La localisation de la frégate Evertsen expose désormais une faille
béante dans les procédures postales militaires.
Un traceur qui a trahi la localisation de la frégate
Evertsen
Le média régional néerlandais Omroep Gelderland voulait tester
les protocoles de sécurité de la marine royale des Pays-Bas.
L’expérience paraît simple. Glisser un traceur Bluetooth alimenté
par pile dans une carte postale. L’envoyer vers l’Evertsen en
mission au large de la Grèce. Puis suivre le signal à distance.

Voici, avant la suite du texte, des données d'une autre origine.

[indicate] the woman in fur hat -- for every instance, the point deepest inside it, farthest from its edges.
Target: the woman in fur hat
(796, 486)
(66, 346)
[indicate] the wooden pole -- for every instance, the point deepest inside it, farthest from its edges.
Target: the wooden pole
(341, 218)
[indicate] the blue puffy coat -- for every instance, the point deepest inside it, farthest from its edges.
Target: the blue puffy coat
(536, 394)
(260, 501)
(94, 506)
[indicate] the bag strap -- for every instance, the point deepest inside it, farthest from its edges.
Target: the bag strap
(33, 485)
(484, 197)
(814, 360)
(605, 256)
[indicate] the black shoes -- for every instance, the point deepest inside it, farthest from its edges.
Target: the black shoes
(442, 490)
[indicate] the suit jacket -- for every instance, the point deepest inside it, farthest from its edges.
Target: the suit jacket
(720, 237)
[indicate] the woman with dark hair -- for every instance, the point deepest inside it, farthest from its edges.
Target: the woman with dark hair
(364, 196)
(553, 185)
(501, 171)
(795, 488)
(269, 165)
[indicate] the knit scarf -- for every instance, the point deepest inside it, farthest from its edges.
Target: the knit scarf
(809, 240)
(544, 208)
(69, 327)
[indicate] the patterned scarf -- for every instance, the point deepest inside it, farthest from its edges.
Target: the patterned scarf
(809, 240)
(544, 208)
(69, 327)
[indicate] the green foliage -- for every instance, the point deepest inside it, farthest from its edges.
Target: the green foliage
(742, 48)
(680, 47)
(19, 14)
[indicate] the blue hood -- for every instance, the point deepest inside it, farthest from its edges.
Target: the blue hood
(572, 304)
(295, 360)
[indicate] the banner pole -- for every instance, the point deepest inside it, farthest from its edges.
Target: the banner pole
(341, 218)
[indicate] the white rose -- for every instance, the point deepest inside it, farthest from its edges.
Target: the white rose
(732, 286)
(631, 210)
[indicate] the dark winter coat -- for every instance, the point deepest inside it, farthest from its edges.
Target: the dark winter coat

Selon le dossier publié par Génération NT, le dispositif
arrive à bord le 27 mars 2026. Il diffuse sa position pendant une
vingtaine d’heures. Le signal s’éteint finalement lorsqu’un marin
le découvre au tri du courrier.
Le coût total de l’opération, sans compter les deux timbres,
avoisine les 5 euros. La frégate Evertsen, un bâtiment de 144
mètres de long, croisait alors en Méditerranée orientale. Elle
évoluait au sein d’un groupe aéronaval centré sur le
porte-avions français Charles-de-Gaulle. Le traceur a permis de
localiser l’arrivée du navire au port d’Héraklion, en Crète. La
précision avoisine une vingtaine de mètres. Cette portée correspond
à un Bluetooth relayé par la géolocalisation d’autres téléphones à
proximité.

La mission défensive française en Méditerranée fragilisée
Le groupe aéronaval Charles-de-Gaulle opérait depuis décembre
2025 dans le cadre de la mission Clémenceau 26. Ce déploiement
défensif est lié aux
tensions au Moyen-Orient. Conformément à la doctrine Otan, la
position exacte d’une frégate d’escorte ne doit jamais fuiter. Elle
trahirait par ricochet celle du porte-avions qu’elle protège. Or le
signal du traceur, relayé par satellite vers le téléphone des
journalistes, livrait le trajet heure par heure.
La réaction officielle minimise la gravité. La ministre
néerlandaise de la Défense, Dilan Yeşilgöz, assure que le risque
opérationnel a été nul. La Défense néerlandaise a immédiatement
interdit l’envoi de cartes postales contenant des piles. Une
révision complète des protocoles de filtrage du courrier embarqué a
ainsi été lancée.
Un second avertissement en quelques
mois
L’incident rappelle un précédent français. Un traceur similaire
expédié par voie postale avait déjà trahi un bâtiment de la marine
nationale. Les états-majors avaient alors révisé leurs consignes.
La chaîne postale militaire reste néanmoins le maillon faible de la
discrétion opérationnelle, faute de contrôle systématique des
objets connectés. Les piles au lithium devraient désormais être
détectées avant l’acheminement, selon la nouvelle doctrine
néerlandaise.
Il faut encore mesurer l’impact réel sur la mission Clémenceau
26. Les services français concernés, ceux du commandement de la
force aéronavale basé à Toulon, ont confirmé avoir été
informés. La marine nationale a de son côté rappelé un principe.
Les trajectoires du porte-avions sont régulièrement modifiées pour
rendre inopérante toute fuite de position ponctuelle. L’enquête
interne néerlandaise sur les protocoles de filtrage du courrier
doit rendre ses conclusions avant l’été 2026.